Considering Cannabis as an Essential Nutrient

Cannabis is complex. It is composed of hundreds of compounds: cannabinoids, terpenes, and flavonoids, and quite a few others. These compounds alter their composition, and their effects, when heat is applied through a process called decarboxylation. Other chemical and reactive changes take place depending on...

Cannabis is complex.

It is composed of hundreds of compounds: cannabinoids, terpenes, and flavonoids, and quite a few others. These compounds alter their composition, and their effects, when heat is applied through a process called decarboxylation. Other chemical and reactive changes take place depending on how the cannabis is delivered.

Cannabis may be inhaled via the lungs to the brain, ingested and then processed by the liver, applied topically and absorbed through the skin, or even administered as a suppository. Despite all the research that has been done—and there is far more out there than they'd have us believe—we are still only scratching the surface in our understanding of this remarkable plant and its properties. In addition, there are also hundreds of different strains available, each with its own unique compound profile.

Despite these complexities, we can summarize the currently accepted uses of cannabis into two broad categories with respect to why it is consumed in any of the above mentioned ways. 1) As an intoxicant and 2) as a medicine.

I would like to suggest a third category, to consider cannabis as an essential nutrient for human health.

The idea is not as farfetched as it sounds. We know that our bodies contain naturally occurring cannabinoids, called endocannabinoids, which regulate many of the systems in our bodies (sleep, appetite, reproduction, temperature, mood, etc) but perhaps most importantly, our immune system. Through a variety of specialized receptors, these endocannabinoids assist the body in dealing with infection, inflammation, and a wide range of diseases. They have even been implicated in helping to fight tumours and cancers.

Therefore, if our bodies are naturally producing cannabinoids, might it be a good idea from time to time to supplement with additional compounds when we are not producing enough on our own?

Nutritionists claim that it is important to eat the correct types and ratios of food so that our bodies can obtain the naturally occurring nutrients and fats we require to keep our bodies healthy. We also know that when our bodies lack a particular nutrient, a variety of unhealthy conditions may occur, and we are encouraged to support our intake with supplements to create the balance that is needed. Is it that far a stretch to think that our bodies might require the compounds that cannabis provides when we don’t have enough cannabinoids within us? We are exposed to toxins every day, in the food we eat, the water we drink, the air we breathe, etc... Our immune systems are working overtime to try and deal with these poisons. If cannabinoids play a role in regulating the immune system, perhaps an extra dose when required would help us stay balanced and healthier.

We already know that mother’s breast milk is rich in endocannabinoids, and there are suggestions that it is these endocannabinoids that help trigger vital parts of the infant’s immune system. Does it not stand to reason, then, that if the infant does not get enough of these endocannabinoids through its mother’s milk that the child’s immune system might not be functioning at its peak? Furthermore, is it therefore probable that formula fed infants are at a disadvantage because they are not obtaining the essential compounds that are required to put their immune systems in good working order? Could this be the reason we have seen so many cancers, allergies, etc, in young children?

Already some researchers have suggested something called Cannabis Deficit Disorder. This describes situations when there are simply not enough cannabinoids in the body to properly deal with the variety of toxins we humans are exposed to in our environments. Is it possible that by supplementing our diets with phytocannabinoids (i.e. plant based cannabinoids) that we would be providing our bodies with the essential nutrient that is required to keep us healthy?

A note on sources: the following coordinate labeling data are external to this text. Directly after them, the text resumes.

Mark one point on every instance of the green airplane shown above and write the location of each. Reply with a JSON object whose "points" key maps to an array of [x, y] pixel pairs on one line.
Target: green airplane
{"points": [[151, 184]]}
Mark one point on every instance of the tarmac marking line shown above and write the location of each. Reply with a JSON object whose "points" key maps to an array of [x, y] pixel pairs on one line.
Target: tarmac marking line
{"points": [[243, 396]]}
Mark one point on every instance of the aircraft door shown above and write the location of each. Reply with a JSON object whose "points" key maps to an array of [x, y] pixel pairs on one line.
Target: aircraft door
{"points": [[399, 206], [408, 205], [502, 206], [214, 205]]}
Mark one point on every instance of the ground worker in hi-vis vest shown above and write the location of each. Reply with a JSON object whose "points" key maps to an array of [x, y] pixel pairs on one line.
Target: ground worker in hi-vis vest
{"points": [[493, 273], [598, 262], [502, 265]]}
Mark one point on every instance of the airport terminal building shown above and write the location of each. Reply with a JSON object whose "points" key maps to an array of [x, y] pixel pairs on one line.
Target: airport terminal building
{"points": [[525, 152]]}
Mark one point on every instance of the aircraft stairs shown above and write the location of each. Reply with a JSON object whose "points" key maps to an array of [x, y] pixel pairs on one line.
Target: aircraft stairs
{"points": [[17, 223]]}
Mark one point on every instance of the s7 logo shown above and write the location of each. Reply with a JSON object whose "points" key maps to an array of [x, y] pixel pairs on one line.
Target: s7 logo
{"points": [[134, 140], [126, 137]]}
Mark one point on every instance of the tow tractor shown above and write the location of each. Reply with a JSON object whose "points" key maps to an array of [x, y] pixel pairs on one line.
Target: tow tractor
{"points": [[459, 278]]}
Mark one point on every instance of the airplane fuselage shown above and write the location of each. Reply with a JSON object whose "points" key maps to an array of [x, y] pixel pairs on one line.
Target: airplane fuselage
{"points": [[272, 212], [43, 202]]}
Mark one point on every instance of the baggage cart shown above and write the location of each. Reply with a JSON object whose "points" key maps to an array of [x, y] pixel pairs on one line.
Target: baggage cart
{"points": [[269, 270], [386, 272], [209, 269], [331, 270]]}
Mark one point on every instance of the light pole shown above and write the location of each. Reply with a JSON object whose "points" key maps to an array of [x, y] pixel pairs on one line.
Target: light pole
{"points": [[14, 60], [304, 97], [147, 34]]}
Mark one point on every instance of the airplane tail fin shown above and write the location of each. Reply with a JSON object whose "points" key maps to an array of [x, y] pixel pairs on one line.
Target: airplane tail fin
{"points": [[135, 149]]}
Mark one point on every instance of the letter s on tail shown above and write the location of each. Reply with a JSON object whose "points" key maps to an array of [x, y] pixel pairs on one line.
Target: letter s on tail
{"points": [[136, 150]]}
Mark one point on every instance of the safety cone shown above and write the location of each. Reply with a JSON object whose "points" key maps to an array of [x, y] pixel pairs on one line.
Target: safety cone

Some might suggest that this is simply not possible since most people don’t want to walk around intoxicated (i.e. stoned or high) all the time. But there is no need for that concern. Firstly, by switching from high-THC cannabis strains to ones that balance CBD and THC, it is possible to remove virtually all the psychoactive effect. Further, there is a growing movement suggesting that consuming raw cannabis may provide us with all the compounds we need to stay healthy without the associated high.

For too long the medical community has resisted the idea that cannabis is a medicine. In a sense, perhaps they are right. Would you consider an orange to be medicine? Probably not. Yet, way back in time many sailors suffered from scurvy, a disease brought about by a deficiency of vitamin C. By consuming citrus fruits like oranges, the disease was curtailed and eventually eliminated. But we still don’t think of oranges as medicine.

Maybe it is time to think the same way about cannabis, the most essential nutrient required for human health.